Thinking laterally, it turns there is an incredibly simple way to enable two-factor SMS for UK users without having to wait until it is formally launched some time in 2016. All that is needed is an Amazon US account, something that many UK users will have anyway as a facility to send gifts to US relatives or to get hold of items not offered in the UK. This works because even though the UK and US accounts require different passwords and have separate portals, they are still linked by name, primary address, primary credit card and email ID. That applies to security which is managed as a single platform across countries.
Amazon two-factor SMS authentication – Your Account setting
Once armed with the Amazon US account, simply log in and find ‘Your Account’ > ‘Change Account Settings’. US users now have an extra option, ‘Advanced Security Settings’. At this point the user will be asked whether they want to enable SMS authentication.
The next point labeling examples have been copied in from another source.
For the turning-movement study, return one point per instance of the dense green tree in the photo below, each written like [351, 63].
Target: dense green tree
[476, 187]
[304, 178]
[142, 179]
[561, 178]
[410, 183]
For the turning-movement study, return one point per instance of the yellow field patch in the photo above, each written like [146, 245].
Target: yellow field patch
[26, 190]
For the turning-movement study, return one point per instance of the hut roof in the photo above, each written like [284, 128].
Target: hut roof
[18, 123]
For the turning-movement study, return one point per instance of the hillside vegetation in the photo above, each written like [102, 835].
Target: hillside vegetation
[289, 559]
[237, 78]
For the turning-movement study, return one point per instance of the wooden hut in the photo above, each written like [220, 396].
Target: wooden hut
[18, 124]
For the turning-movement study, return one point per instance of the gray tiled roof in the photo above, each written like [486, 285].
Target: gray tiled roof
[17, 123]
Enter a UK mobile number, typing the six-digit SMS code sent to that handset. A backup mainline number can also be specified, a good idea in case the mobile is lost or out of action for some reason. This can be verified either by SMS or by receiving the same code via automated voice call.
As with Google Authenticator, Amazon also offers an app that will generate the same code from a smartphone even if there is no mobile service. Some people might find this more convenient.
To avoid having to generate a code every time the user logs in, Amazon allows individual devices (i.e. a PC, smartphone, tablet, etc.) to be whitelisted. Remember, however, that any new device from which Amazon is accessed will require a code every time the account is accessed unless it is added to the exception list.
From now on when visiting the UK Amazon, the service will ask for an authentication code even though that service if not officially enabled. The ‘Advanced Security Settings’ option even now appears under ‘Your Account’. Note that devices whitelisted for the US service will need to be whitelisted a second time for UK logins.
It is likely that SMS authentication will be offered to UK users in due course (we were unable to confirm when), at which point the US account will no longer be necessary. We still think it is poor that Amazon has lagged other big service providers in such an important form of security. As the world's number one e-commerce firm, Amazon could also do a lot to raise some awareness of the technology and its advantages.
Don’t live and learn, enable it now.